NLP models often work by autoregressively predicting the next word in a text sequence. This is a highly specific task. This does not appear to be optimized to produce generalization. To produce more generalization, I propose two changes.
Training Method to Produce More Generalization:
- Start with a pre-trained model (e.g., GPT-3).
- Create a strong paraphrase detection model.
- Create an emotion embedding model.
- Fine tune on the original training data, but use the paraphrase detection model output to train the model to be less exact, but more conceptually related. Multiple levels could be focused on simultaneously (sentence, paragraph). Perhaps keep entering the same text until paraphrase scores increase. It would be important for a paraphrase score to be lower if the text is exactly the same.
- Optimize for the sentence, paragraph, and text corpus producing matching emotion embeddings. Similar to #4, autoregressively focus on the same text until a certain threshold of similarity is reached for the emotion embeddings.
Another recommendation would be to use a school curriculum from primary, to secondary, to post-secondary school. The entire set of text, and questions, would be good to use for the training. The reason for this is that children and adults are exposed to a very wide variety of reading content and conceptual question types throughout their educational history. It is my opinion that increasing the number of concepts, or types of questions, will lead to a higher level of generalization.
It would also be useful to consider more about the training individual humans receive. It is very different from how NLP models are trained. NLP models are trained on very large amounts of symbolic data, whereas the amount of symbolic data used for training humans is very limited in comparison. That means that either the network architecture, method of training, or both need to be revised. Of the possibilities, the training data is the easiest to address. Datasets designed to be similar to the scope and size that humans receive, may also help to drive changes in network architecture.

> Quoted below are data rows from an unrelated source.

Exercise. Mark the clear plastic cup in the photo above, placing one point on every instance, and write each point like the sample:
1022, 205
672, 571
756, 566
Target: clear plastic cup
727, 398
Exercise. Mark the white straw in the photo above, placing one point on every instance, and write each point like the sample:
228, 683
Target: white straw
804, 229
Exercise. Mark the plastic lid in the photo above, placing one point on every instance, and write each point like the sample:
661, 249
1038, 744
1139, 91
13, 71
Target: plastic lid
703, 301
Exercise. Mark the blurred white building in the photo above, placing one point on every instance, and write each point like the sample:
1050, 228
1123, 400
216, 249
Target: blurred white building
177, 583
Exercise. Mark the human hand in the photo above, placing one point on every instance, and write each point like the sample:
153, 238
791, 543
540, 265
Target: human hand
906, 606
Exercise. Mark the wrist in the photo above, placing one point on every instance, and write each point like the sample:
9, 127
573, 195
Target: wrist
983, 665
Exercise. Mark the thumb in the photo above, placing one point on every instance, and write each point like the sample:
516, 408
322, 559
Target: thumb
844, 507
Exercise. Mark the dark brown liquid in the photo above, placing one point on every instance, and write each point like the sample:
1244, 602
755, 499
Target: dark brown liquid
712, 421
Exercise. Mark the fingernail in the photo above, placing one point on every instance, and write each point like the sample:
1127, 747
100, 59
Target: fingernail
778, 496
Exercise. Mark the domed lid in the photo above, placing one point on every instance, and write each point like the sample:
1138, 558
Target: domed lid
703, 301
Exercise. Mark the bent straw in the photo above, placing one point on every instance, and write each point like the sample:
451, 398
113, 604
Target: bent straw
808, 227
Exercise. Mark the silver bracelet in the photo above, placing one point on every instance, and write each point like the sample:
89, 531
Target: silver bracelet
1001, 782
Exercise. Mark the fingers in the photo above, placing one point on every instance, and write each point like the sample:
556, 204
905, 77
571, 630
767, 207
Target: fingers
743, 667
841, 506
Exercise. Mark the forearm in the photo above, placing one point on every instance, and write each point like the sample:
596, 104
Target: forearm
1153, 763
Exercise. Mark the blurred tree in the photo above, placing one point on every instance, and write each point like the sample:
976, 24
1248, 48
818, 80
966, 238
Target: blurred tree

Text transcriptions of specific parent and child interactions throughout early childhood prior to school.
Text transcripts of classroom lectures, peer interactions, quizzes, and tests.
All textbook material.
Social interaction via text at all age levels and with various different people.
Television transcripts integrated into the above for specific time periods (pretending that the AI is a certain age and going back in time from the present).
Radio transcripts – same as above.
Group interactions with family and peers integrated through the above.
Dating interactions integrated through the above.
Sports and extra-curricular activities. This might be very difficult to get.
Transcripts of interactions with various professions (doctors, therapists, etc…).
Transcript of stream of consciousness (of thinking in words).
In other words, the training data would ideally be the textual content received and produced by an individual during their lifetime. Given that the speed of data transfer by spoken language is about 39 bits per second, we can work towards an upper end of the total amount of language processing done by a human. Thinking in words is up to 4 times faster than speaking. This would put the thinking in words data rate at approximately 160 bits per second. Let’s go ahead and assume that thinking occurs 24/7 (including sleep) to get a calculation for the total amount of language data processing done by a human by age 30. This gives a maximum value of 17.6 GB of text data. This is very likely an overestimate by up to an order of magnitude given that we are not constantly thinking in words at our highest rate and very likely have greatly reduced verbal processing during sleep. Compare the 17.6 GB of data maximum estimation to the 45 TB of text data used to train GPT-3. This is 2,500 to 25,000 times more data than the total language processing done by a human by age 30. One limitation of this analysis is that it excludes other forms of thinking and learning (e.g., visual, kinesthetic, performance).
What is clear from this analysis is that we need to work on developing better datasets for training and better network architectures. I have outlined some initial steps for using paraphrase detection and emotion embedding to improve generalization and performance of existing models. I have provided an analysis of the amount of data used in training language models and assert that scaling towards larger dataset may be missing important opportunities. Certainly, it will be interesting to continue using more data and compute to get better results, but this does not get us closer to a more efficient general model that has a chance of being more accessible to the masses.